For if the Sacred Liturgy (its rites, prayers, chants, and associated arts, etc.) are a “a constitutive element of the holy and living Tradition,” this organism, as handed on in tradition, is itself an essential source for experiencing the Faith and for knowing and reflecting upon what we believe: the Sacred Liturgy is itself theologia prima.5 However, if what we believe determines the rule of prayer, the liturgy can (or ought to) be refashioned according to changes in theology so as to reflect the latter. It is no longer a primary source of theology, but its mirror.

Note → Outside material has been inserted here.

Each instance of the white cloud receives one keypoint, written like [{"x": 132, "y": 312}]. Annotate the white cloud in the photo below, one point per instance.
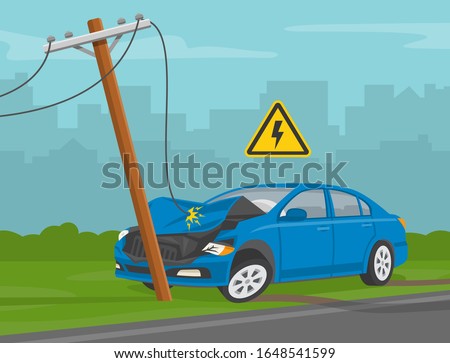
[
  {"x": 25, "y": 47},
  {"x": 432, "y": 35}
]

Again, this may not have seemed so dangerous a thing to say in 1947, but by 1967 when what Catholics believed seemed at best to be in flux and at worst in utter turmoil, its potential to underpin a concomitant liturgical revolution was clear. Indeed by 1977 this principle’s potential had been exploited at the official level with a new set of liturgical books reflecting a new theology. At a local level, with very little exercise of liturgical discipline by competent authority, there were extremes: Catholic liturgy was widely regarded as a subjective matter for the local community to “plan,” using even the modern liturgical books with all their options as mere resources rather than receiving them as containing the liturgy given by the Church to be celebrated faithfully. What was believed determined how we prayed: the divergent paucity of the former informed the radical diversity of the latter. There were notable exceptions, of course, but this problem was widespread in both parishes, seminaries and religious communities and, as we know, it manifested itself no more clearly than in the realm of liturgical music.
1. What if a tradition is not being prayed, as was the case for those faithful who did not understand Latin? Monastics and clerics might understand it, but should the normative value of the liturgy rest solely on their participation? How can the sensus fidei/fidelium be exercised properly if the lay people do not understand it? How can there be legitimate development of the liturgy in such an ecclesial environment?
2. What is the source of legitimate development and how is it recognized? (Who has the authority to create or authorize new texts, but the bishops?) Is episcopal approval sufficient, or do the new texts need to be properly received by the Christian faithful as well?
For monastic communities in which all members understand Latin the reception of new liturgical texts composed by members within those communities may not be problematic. Is it enough that they are then adopted by secular priests or bishops for them to be legitimated?
3. Theologia prima - in light of (1) and (2) do we need to re-evaluate the usefulness of the axiom "Lex orandi, lex credendi" or whether it is correct or how it should be understood? How can one pray without not first believing? How can the liturgical texts be put on the same level as Sacred Scripture or oral Tradition? This might be true of the primitive Christian liturgical texts, but is it also true of those texts that replaced them or were added to them?
I am aware that Latin traditionalists are critical even of Mediator Dei but at the moment I cannot see how their concerns are justified because of the above.
4. For me there is also the recurring question of what "sacrifice" means, and how this word has been employed within texts of the Roman rite. Has it been used properly?